In un anno l'Onu registra migliaia di casi di violenza sessuale nelle zone di conflitto. La denuncia di Pramila Patten al Consiglio di Sicurezza non basta

Una madre di 27 anni era di ritorno a casa dopo aver comprato del cibo per i suoi figli quando 23 soldati l'hanno rapita. Undici giorni di calvario, durante il quale è stata ripetutamente violentata. Le hanno conficcato dei chiodi nel corpo e oggetti di plastica nella vagina... Non c’è abbastanza giustizia per le vittime e troppi sono ancora gli ostacoli che impediscono di denunciare le violenze subite...

Combattere la violenza sessuale nelle zone di guerra è diventata una priorità assoluta. Sono innumerevoli le storie ancora avvolte nel silenzio di donne e giovani ragazze stuprate da soldati, civili e combattenti, a volte addirittura costrette a sposare i propri aguzzini. Etiopia, Sud Sudan, Congo, Siria, Yemen, Nigeria… sono moltissimi i paesi in cui questo brutale crimine viene utilizzato come strumento politico di sottomissione e controllo, un’arma biologica e psicologica per disumanizzare e destabilizzare le popolazioni.

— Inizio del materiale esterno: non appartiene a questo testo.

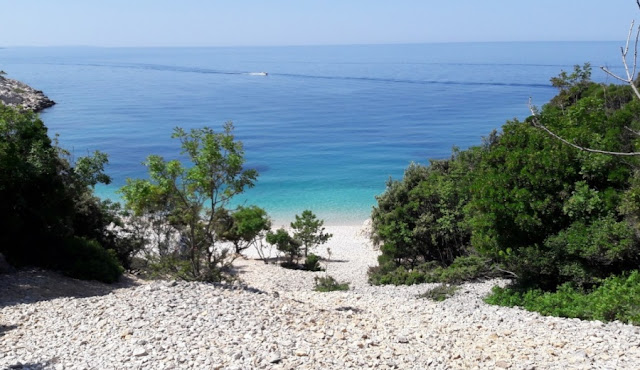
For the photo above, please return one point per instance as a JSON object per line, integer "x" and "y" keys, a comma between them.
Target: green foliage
{"x": 286, "y": 244}
{"x": 187, "y": 197}
{"x": 86, "y": 259}
{"x": 308, "y": 230}
{"x": 464, "y": 268}
{"x": 46, "y": 198}
{"x": 421, "y": 218}
{"x": 616, "y": 298}
{"x": 329, "y": 284}
{"x": 440, "y": 292}
{"x": 550, "y": 213}
{"x": 312, "y": 263}
{"x": 244, "y": 227}
{"x": 571, "y": 86}
{"x": 523, "y": 202}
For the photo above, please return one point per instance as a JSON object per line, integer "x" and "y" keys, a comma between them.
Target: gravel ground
{"x": 276, "y": 321}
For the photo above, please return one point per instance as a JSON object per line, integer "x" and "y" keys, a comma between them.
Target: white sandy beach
{"x": 276, "y": 320}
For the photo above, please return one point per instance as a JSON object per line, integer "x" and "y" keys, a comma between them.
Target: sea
{"x": 325, "y": 126}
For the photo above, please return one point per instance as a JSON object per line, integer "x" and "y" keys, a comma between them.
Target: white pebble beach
{"x": 275, "y": 320}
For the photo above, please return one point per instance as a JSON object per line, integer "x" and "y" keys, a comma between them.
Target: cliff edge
{"x": 15, "y": 93}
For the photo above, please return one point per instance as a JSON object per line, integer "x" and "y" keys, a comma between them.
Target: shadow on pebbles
{"x": 274, "y": 319}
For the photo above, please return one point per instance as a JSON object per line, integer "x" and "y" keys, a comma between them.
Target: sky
{"x": 137, "y": 23}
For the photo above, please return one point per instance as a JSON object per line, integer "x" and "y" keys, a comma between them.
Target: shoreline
{"x": 14, "y": 93}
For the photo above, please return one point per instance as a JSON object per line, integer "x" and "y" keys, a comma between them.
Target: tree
{"x": 572, "y": 85}
{"x": 187, "y": 198}
{"x": 309, "y": 231}
{"x": 245, "y": 227}
{"x": 285, "y": 244}
{"x": 49, "y": 216}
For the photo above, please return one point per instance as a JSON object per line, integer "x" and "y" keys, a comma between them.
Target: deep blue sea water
{"x": 326, "y": 128}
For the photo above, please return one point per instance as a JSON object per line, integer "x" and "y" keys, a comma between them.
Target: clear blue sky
{"x": 307, "y": 22}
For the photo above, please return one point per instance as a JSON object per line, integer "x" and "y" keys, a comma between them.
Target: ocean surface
{"x": 326, "y": 128}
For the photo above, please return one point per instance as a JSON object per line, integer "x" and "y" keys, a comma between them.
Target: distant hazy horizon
{"x": 201, "y": 23}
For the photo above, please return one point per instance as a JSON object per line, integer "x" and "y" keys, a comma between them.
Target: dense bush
{"x": 286, "y": 244}
{"x": 245, "y": 227}
{"x": 47, "y": 199}
{"x": 617, "y": 298}
{"x": 542, "y": 211}
{"x": 421, "y": 218}
{"x": 187, "y": 201}
{"x": 463, "y": 268}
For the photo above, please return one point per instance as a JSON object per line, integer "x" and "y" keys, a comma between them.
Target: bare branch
{"x": 607, "y": 71}
{"x": 537, "y": 123}
{"x": 635, "y": 54}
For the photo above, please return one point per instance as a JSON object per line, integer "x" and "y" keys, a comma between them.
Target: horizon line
{"x": 303, "y": 45}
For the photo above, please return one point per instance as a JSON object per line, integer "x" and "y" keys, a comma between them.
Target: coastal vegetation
{"x": 49, "y": 216}
{"x": 562, "y": 222}
{"x": 187, "y": 200}
{"x": 308, "y": 233}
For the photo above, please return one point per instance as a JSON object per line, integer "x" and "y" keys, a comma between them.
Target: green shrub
{"x": 285, "y": 244}
{"x": 440, "y": 292}
{"x": 616, "y": 298}
{"x": 463, "y": 268}
{"x": 312, "y": 263}
{"x": 86, "y": 259}
{"x": 328, "y": 284}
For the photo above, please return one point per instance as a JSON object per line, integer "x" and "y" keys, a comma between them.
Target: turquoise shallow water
{"x": 326, "y": 128}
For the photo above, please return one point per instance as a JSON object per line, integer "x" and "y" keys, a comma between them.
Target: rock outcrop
{"x": 17, "y": 94}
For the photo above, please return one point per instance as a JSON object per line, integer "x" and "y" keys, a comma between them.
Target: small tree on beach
{"x": 187, "y": 198}
{"x": 246, "y": 227}
{"x": 285, "y": 244}
{"x": 309, "y": 230}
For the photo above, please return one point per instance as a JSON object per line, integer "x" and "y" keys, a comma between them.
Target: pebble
{"x": 177, "y": 325}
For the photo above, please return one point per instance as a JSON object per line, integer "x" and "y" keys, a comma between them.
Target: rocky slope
{"x": 275, "y": 320}
{"x": 15, "y": 93}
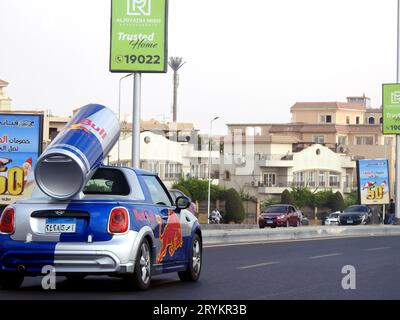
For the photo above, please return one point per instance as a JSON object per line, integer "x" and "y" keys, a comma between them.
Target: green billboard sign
{"x": 138, "y": 36}
{"x": 391, "y": 108}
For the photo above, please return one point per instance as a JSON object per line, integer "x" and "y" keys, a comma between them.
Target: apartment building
{"x": 350, "y": 130}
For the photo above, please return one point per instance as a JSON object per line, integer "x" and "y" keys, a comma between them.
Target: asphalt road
{"x": 285, "y": 270}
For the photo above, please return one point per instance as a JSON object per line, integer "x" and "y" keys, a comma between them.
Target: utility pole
{"x": 175, "y": 63}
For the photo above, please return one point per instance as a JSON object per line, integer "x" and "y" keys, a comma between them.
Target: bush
{"x": 286, "y": 197}
{"x": 338, "y": 202}
{"x": 233, "y": 206}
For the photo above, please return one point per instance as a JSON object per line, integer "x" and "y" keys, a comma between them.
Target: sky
{"x": 246, "y": 61}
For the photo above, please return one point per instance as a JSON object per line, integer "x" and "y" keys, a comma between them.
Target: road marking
{"x": 326, "y": 255}
{"x": 258, "y": 265}
{"x": 247, "y": 243}
{"x": 374, "y": 249}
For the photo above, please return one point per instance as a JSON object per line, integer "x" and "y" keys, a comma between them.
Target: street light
{"x": 209, "y": 169}
{"x": 119, "y": 111}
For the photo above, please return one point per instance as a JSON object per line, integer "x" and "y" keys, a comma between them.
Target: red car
{"x": 280, "y": 215}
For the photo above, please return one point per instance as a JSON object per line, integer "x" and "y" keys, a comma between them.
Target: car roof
{"x": 136, "y": 170}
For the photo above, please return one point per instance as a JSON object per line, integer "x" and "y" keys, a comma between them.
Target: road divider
{"x": 231, "y": 234}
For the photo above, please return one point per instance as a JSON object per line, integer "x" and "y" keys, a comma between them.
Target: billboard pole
{"x": 397, "y": 166}
{"x": 137, "y": 80}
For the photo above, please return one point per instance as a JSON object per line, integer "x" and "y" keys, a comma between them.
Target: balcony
{"x": 274, "y": 160}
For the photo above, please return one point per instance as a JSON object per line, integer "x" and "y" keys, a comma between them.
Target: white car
{"x": 332, "y": 219}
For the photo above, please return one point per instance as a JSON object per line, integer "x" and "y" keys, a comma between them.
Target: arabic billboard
{"x": 373, "y": 181}
{"x": 20, "y": 147}
{"x": 138, "y": 36}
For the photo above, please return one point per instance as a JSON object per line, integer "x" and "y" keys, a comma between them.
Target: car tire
{"x": 10, "y": 280}
{"x": 195, "y": 260}
{"x": 141, "y": 277}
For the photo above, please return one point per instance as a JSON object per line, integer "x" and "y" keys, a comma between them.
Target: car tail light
{"x": 118, "y": 221}
{"x": 7, "y": 221}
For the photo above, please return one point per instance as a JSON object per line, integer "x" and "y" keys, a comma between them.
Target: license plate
{"x": 60, "y": 227}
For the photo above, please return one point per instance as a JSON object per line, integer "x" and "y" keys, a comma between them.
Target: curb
{"x": 232, "y": 236}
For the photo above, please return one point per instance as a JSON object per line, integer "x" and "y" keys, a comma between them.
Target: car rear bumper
{"x": 104, "y": 257}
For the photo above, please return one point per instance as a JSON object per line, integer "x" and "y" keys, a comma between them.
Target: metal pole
{"x": 119, "y": 113}
{"x": 136, "y": 120}
{"x": 209, "y": 173}
{"x": 397, "y": 165}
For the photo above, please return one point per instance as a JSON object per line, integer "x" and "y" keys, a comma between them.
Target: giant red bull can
{"x": 70, "y": 160}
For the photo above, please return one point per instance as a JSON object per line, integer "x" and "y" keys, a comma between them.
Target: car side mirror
{"x": 181, "y": 203}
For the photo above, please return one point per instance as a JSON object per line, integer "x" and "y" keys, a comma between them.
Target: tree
{"x": 338, "y": 202}
{"x": 286, "y": 197}
{"x": 233, "y": 206}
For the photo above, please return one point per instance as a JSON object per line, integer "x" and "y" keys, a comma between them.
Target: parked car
{"x": 355, "y": 214}
{"x": 175, "y": 193}
{"x": 280, "y": 215}
{"x": 332, "y": 218}
{"x": 123, "y": 224}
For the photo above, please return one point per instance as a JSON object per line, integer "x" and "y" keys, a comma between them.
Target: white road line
{"x": 326, "y": 255}
{"x": 374, "y": 249}
{"x": 258, "y": 265}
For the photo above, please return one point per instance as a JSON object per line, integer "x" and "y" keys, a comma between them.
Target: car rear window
{"x": 356, "y": 209}
{"x": 107, "y": 181}
{"x": 276, "y": 209}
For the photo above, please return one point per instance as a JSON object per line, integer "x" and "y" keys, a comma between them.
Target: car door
{"x": 168, "y": 230}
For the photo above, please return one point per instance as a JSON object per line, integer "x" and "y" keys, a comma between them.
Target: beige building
{"x": 349, "y": 128}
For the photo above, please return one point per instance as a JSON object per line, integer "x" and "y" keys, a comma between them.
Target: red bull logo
{"x": 88, "y": 125}
{"x": 170, "y": 237}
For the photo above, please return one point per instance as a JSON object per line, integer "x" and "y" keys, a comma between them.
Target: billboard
{"x": 138, "y": 41}
{"x": 20, "y": 147}
{"x": 373, "y": 181}
{"x": 391, "y": 108}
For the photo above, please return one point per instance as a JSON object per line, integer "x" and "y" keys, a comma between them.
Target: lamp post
{"x": 209, "y": 170}
{"x": 119, "y": 112}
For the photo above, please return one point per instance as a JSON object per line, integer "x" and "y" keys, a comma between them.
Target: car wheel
{"x": 142, "y": 273}
{"x": 11, "y": 280}
{"x": 195, "y": 256}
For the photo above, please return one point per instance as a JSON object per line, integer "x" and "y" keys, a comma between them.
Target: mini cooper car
{"x": 123, "y": 224}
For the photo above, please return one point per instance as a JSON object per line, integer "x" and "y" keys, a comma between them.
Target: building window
{"x": 269, "y": 179}
{"x": 321, "y": 179}
{"x": 318, "y": 139}
{"x": 311, "y": 178}
{"x": 326, "y": 118}
{"x": 342, "y": 139}
{"x": 334, "y": 179}
{"x": 371, "y": 120}
{"x": 227, "y": 175}
{"x": 364, "y": 140}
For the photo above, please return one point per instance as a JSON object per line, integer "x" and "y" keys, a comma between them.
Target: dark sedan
{"x": 280, "y": 215}
{"x": 356, "y": 214}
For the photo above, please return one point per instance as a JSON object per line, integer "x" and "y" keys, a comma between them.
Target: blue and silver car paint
{"x": 93, "y": 250}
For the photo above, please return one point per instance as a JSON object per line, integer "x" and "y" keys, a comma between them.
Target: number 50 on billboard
{"x": 373, "y": 181}
{"x": 138, "y": 36}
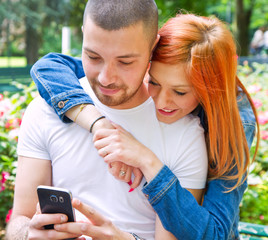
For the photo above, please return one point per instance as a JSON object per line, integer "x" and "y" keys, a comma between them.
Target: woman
{"x": 207, "y": 52}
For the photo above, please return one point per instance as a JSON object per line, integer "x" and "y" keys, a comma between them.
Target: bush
{"x": 254, "y": 207}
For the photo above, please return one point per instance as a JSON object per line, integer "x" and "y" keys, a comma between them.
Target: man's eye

Ci troviamo in un momento in cui questo crimine, che avrebbe dovuto essere un capitolo chiuso della storia, è di nuovo in prima pagina“, ha denunciato Pramila Patten, rappresentante speciale dell’Onu per la violenza sessuale nei conflitti durante la riunione tenuta mercoledì dal Consiglio di Sicurezza delle Nazioni Unite.

Pramila Patten, rappresentante speciale del Segretario generale sulla violenza sessuale nei conflitti (UN Photo/Evan Schneider)

Era il 1992 quando scoppiò la guerra dei Balcani e in Bosnia Erzegovina migliaia di donne musulmane furono violentate dai soldati serbi. Trattate come schiave, torturate e messe incinta in quelli che poi vennero chiamati i “campi degli stupri”. Da quel momento, la violenza sessuale anche di massa, ha assunto il carattere di crimine contro l’umanità, perché usata come strumento di pulizia etnica. Ma gli abusi di guerra si ripetono ancora e ancora.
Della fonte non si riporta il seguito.